Adecco Staffing, USA is the second largest provider of recruitment and staffing services in the United States, offering human resource services such as temporary staffing, permanent placement, outsourcing, career transition or outplacement. Based in Jacksonville, FL, it serves small- and mid-sized businesses as well as Fortune 500 companies.

Adecco Staffing is a subsidiary of Adecco Group North America, which is owned by the Swiss-based Adecco Group.
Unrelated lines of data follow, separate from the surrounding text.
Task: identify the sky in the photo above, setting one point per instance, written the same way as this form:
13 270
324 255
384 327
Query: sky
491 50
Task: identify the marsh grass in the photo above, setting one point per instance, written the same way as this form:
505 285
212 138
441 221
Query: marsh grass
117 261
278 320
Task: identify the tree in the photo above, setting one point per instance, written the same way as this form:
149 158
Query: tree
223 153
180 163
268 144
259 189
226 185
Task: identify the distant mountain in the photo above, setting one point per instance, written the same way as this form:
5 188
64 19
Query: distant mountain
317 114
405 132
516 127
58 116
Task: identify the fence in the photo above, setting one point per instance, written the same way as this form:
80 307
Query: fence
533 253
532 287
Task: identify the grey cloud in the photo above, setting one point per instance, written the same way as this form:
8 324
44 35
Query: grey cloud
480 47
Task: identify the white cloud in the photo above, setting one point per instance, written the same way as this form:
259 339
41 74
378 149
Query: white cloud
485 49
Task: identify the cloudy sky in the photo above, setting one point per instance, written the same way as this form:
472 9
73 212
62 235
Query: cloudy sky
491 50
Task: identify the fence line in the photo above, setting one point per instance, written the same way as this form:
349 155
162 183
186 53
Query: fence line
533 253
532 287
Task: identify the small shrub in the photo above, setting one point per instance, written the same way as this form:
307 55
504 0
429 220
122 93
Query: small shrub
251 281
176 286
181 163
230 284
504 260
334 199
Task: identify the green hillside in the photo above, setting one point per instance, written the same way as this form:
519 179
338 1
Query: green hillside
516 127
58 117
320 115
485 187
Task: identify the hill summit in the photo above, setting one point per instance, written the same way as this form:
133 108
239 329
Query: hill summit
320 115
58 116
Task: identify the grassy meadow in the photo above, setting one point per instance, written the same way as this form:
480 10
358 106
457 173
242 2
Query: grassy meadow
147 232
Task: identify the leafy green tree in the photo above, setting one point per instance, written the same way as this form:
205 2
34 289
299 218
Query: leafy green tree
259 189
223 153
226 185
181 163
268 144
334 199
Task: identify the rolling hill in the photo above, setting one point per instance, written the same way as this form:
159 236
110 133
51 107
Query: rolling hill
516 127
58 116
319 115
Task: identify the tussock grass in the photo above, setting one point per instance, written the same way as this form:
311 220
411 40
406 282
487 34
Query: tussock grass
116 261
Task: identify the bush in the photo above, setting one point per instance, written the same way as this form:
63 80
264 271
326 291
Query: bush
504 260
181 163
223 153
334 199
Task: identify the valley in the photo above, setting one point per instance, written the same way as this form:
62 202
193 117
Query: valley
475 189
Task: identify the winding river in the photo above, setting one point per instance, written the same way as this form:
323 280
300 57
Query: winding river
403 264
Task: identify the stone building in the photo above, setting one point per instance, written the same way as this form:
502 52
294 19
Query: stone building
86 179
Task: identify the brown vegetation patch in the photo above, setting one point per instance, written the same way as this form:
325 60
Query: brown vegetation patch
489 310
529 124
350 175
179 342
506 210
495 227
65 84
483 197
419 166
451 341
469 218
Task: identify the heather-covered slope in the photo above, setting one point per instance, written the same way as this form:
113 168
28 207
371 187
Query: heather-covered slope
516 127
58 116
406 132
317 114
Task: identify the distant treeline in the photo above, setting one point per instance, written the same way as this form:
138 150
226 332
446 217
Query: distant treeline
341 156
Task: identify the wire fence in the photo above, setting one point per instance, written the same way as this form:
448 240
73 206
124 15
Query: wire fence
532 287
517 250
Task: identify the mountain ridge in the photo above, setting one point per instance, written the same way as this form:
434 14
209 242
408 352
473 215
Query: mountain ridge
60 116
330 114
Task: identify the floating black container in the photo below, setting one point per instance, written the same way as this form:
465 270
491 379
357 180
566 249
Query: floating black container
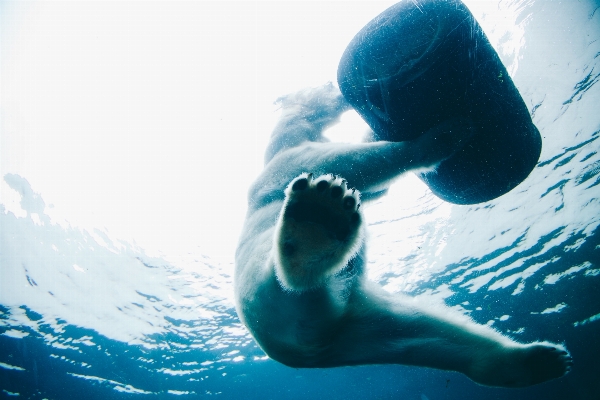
423 62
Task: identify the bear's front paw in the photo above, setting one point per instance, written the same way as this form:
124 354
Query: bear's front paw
525 365
318 232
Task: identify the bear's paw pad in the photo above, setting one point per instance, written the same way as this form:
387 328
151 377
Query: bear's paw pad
319 229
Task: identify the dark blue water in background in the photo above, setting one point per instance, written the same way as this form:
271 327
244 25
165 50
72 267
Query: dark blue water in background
84 316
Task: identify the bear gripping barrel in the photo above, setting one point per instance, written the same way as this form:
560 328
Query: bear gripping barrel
421 63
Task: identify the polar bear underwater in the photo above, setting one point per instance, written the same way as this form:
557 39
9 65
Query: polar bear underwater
300 284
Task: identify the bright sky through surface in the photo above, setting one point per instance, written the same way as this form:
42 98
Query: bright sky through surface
149 119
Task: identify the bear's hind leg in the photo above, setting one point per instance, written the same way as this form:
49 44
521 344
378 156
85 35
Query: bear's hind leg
319 230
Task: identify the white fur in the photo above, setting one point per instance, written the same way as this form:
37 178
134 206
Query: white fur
309 304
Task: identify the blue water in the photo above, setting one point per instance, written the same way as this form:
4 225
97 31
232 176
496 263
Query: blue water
83 315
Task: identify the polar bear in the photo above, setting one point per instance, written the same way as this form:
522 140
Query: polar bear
300 286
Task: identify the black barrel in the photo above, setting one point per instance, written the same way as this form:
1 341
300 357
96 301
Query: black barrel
423 62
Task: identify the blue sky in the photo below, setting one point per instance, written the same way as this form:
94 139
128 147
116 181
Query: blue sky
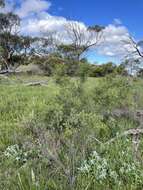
120 17
103 12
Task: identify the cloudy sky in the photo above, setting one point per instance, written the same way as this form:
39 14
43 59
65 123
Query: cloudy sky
119 16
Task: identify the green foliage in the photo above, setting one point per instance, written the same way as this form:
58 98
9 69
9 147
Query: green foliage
55 136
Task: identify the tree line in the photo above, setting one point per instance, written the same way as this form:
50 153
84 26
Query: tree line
51 54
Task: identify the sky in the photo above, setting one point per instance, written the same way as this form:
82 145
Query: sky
119 17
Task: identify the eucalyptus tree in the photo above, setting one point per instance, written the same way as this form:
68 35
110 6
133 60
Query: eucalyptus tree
81 39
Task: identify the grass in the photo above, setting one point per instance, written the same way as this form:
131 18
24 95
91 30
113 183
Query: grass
62 122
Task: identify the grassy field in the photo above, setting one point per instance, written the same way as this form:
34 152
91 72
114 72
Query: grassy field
55 136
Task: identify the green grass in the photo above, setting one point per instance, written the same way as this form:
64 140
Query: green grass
62 122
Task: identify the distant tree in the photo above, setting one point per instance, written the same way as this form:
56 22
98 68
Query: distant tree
81 39
136 47
13 47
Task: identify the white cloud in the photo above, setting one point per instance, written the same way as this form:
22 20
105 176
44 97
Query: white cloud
36 20
29 7
114 44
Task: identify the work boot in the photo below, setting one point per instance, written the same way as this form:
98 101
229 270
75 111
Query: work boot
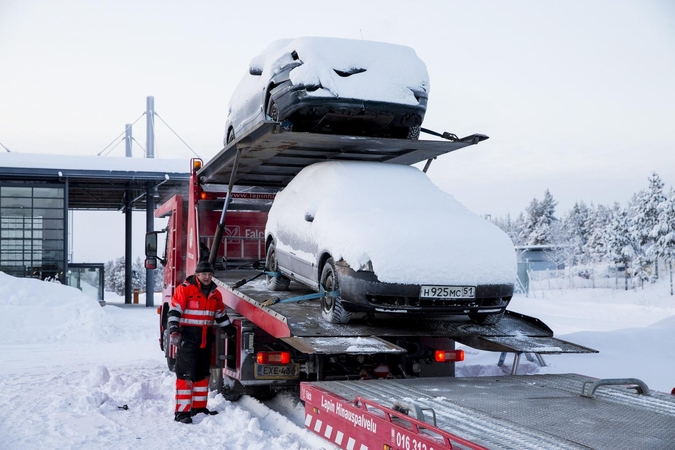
206 411
183 417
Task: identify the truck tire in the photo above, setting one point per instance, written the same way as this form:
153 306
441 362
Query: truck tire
486 319
170 362
331 307
279 283
216 380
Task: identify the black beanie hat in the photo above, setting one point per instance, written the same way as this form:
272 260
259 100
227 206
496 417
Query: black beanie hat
204 266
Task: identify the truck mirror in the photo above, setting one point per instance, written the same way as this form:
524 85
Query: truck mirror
151 245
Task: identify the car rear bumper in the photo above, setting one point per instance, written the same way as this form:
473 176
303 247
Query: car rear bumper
361 291
334 114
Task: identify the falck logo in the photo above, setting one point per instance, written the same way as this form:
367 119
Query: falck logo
232 232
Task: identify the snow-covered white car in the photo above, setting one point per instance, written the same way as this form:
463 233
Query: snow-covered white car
330 85
390 241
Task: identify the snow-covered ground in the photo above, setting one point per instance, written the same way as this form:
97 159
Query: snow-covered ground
75 375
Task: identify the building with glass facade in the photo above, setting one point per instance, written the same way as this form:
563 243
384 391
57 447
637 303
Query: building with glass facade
33 230
38 191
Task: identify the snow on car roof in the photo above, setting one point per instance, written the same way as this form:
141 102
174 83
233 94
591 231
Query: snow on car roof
394 216
391 70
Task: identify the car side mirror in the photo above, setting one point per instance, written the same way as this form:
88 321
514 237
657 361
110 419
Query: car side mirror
255 66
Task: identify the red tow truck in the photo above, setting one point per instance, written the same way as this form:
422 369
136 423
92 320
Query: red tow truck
379 382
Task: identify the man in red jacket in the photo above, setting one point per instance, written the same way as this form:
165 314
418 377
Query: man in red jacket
195 306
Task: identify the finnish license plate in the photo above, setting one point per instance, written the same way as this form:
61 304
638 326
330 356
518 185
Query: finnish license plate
277 371
447 291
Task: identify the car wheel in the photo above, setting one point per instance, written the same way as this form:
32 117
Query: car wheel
414 132
273 112
331 307
486 319
279 283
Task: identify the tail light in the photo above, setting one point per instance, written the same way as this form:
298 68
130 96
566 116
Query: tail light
273 357
449 355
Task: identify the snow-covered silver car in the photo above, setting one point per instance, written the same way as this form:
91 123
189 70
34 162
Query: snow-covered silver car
336 86
388 240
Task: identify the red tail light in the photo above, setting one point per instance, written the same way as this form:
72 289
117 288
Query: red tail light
273 357
449 355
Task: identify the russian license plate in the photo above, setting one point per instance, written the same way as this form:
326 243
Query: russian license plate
277 371
447 291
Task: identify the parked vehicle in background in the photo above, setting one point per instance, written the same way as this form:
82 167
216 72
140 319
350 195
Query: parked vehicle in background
336 86
390 241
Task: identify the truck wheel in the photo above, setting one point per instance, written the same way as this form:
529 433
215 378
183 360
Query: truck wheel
279 283
216 380
170 362
331 307
486 319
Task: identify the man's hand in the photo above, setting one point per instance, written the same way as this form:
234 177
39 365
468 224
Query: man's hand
231 332
175 338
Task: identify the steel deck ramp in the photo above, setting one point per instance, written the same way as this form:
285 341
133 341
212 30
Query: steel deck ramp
514 333
271 157
529 411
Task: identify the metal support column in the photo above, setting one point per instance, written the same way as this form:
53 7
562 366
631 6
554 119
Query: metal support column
128 230
150 192
150 226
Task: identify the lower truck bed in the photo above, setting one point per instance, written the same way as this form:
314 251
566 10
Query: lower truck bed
507 412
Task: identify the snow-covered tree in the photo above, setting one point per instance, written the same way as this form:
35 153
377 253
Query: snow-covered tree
664 233
646 218
539 221
620 244
575 227
114 276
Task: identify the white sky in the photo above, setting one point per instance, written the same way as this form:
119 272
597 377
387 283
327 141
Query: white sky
576 96
68 365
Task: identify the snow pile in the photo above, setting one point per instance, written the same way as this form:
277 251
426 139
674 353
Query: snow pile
51 312
410 230
76 375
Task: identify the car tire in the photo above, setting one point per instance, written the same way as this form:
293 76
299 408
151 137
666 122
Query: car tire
331 307
273 112
414 132
281 282
486 319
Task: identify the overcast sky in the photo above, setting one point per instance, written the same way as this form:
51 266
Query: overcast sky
578 97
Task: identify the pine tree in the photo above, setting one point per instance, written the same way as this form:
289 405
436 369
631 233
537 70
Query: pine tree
664 233
576 225
620 246
540 218
646 219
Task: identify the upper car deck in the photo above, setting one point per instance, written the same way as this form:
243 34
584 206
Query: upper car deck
529 412
267 156
514 333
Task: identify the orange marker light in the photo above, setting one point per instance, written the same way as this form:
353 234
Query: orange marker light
449 355
273 357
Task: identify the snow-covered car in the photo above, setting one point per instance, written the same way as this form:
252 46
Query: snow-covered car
336 86
390 241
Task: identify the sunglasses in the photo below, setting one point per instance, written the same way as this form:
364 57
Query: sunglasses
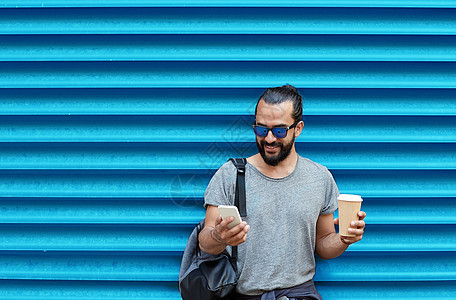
278 132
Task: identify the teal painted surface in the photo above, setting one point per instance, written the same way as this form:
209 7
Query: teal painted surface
115 114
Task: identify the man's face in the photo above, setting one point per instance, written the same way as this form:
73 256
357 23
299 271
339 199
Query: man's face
273 149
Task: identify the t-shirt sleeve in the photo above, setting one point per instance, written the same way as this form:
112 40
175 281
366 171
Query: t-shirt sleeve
332 192
221 188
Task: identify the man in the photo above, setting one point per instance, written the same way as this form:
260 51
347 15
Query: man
290 204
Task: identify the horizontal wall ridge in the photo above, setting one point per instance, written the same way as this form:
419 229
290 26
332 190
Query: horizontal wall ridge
230 3
273 20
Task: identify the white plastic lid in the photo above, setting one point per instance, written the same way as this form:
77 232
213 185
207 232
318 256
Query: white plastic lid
350 197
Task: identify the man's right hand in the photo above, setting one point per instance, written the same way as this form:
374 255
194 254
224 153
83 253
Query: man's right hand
215 235
234 236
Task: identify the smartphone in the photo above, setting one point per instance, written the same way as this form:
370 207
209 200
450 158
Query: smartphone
230 211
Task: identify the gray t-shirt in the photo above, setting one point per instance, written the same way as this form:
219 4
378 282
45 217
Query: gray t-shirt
282 214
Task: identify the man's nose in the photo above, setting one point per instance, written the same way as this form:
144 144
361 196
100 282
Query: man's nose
270 138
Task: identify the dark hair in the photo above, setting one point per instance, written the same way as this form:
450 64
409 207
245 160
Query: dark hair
281 94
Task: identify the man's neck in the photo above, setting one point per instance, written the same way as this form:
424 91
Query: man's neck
283 169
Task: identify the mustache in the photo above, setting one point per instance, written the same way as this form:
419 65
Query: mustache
275 144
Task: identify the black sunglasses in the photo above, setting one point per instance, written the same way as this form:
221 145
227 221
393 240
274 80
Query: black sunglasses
278 132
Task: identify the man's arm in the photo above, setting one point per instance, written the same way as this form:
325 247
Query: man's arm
330 244
215 235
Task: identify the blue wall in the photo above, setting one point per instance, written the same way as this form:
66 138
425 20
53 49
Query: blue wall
115 114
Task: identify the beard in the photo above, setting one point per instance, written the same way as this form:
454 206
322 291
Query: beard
275 159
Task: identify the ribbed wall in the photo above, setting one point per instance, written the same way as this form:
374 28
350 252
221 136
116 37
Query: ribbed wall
115 114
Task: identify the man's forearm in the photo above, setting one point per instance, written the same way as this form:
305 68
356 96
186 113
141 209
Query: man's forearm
330 246
209 242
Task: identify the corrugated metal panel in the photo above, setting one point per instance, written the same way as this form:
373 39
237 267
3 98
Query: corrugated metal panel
115 114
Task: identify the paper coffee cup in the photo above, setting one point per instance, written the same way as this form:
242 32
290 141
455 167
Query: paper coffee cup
349 206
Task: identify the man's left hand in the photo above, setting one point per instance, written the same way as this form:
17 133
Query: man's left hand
356 227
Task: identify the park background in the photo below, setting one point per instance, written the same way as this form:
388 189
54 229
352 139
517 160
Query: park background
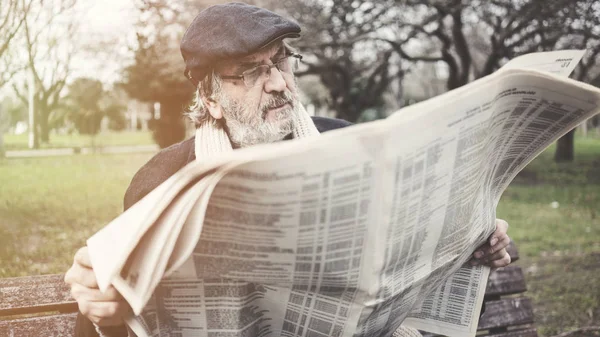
90 90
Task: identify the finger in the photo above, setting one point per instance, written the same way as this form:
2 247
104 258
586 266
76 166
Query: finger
501 228
83 258
82 275
496 256
107 313
505 261
80 292
502 243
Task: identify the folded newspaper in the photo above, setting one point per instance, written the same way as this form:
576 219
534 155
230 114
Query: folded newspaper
356 232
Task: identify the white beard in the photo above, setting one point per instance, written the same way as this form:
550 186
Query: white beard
247 128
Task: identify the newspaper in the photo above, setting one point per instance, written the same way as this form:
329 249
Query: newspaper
356 232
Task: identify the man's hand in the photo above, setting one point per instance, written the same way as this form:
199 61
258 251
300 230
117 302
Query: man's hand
493 253
103 309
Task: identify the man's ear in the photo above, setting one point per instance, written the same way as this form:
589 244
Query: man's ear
214 108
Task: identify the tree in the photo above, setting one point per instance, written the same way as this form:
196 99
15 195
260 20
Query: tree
474 38
161 26
83 105
335 38
48 56
12 17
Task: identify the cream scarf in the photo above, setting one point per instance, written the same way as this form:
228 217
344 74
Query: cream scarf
212 140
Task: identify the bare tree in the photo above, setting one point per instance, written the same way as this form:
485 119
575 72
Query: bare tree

In 2016, Adecco Group was 442 in the Fortune Global 500.

History 
 1996, Staffing service firms Adia and ECCO merge to become Adecco.
 2000, Adecco Group acquires Melville, NY-based Olsten’s general staffing and information technology business for $1.5 billion.
 2009, Adecco made a bid worth $1.17 billion to buy Florida-based MPS Group 
 2014, Adecco Staffing, along with Adecco Group NA, moves its headquarters to Jacksonville, FL, following the October 20, 2009, Adecco Group acquisition of Jacksonville, FL-based MPS Group, Inc.

Services 

Adecco Staffing, USA specializes in temporary staffing, permanent job placement, outsourcing, temp-to-hire, recruiting, career transition (outplacement) services, vendor management services and payroll services.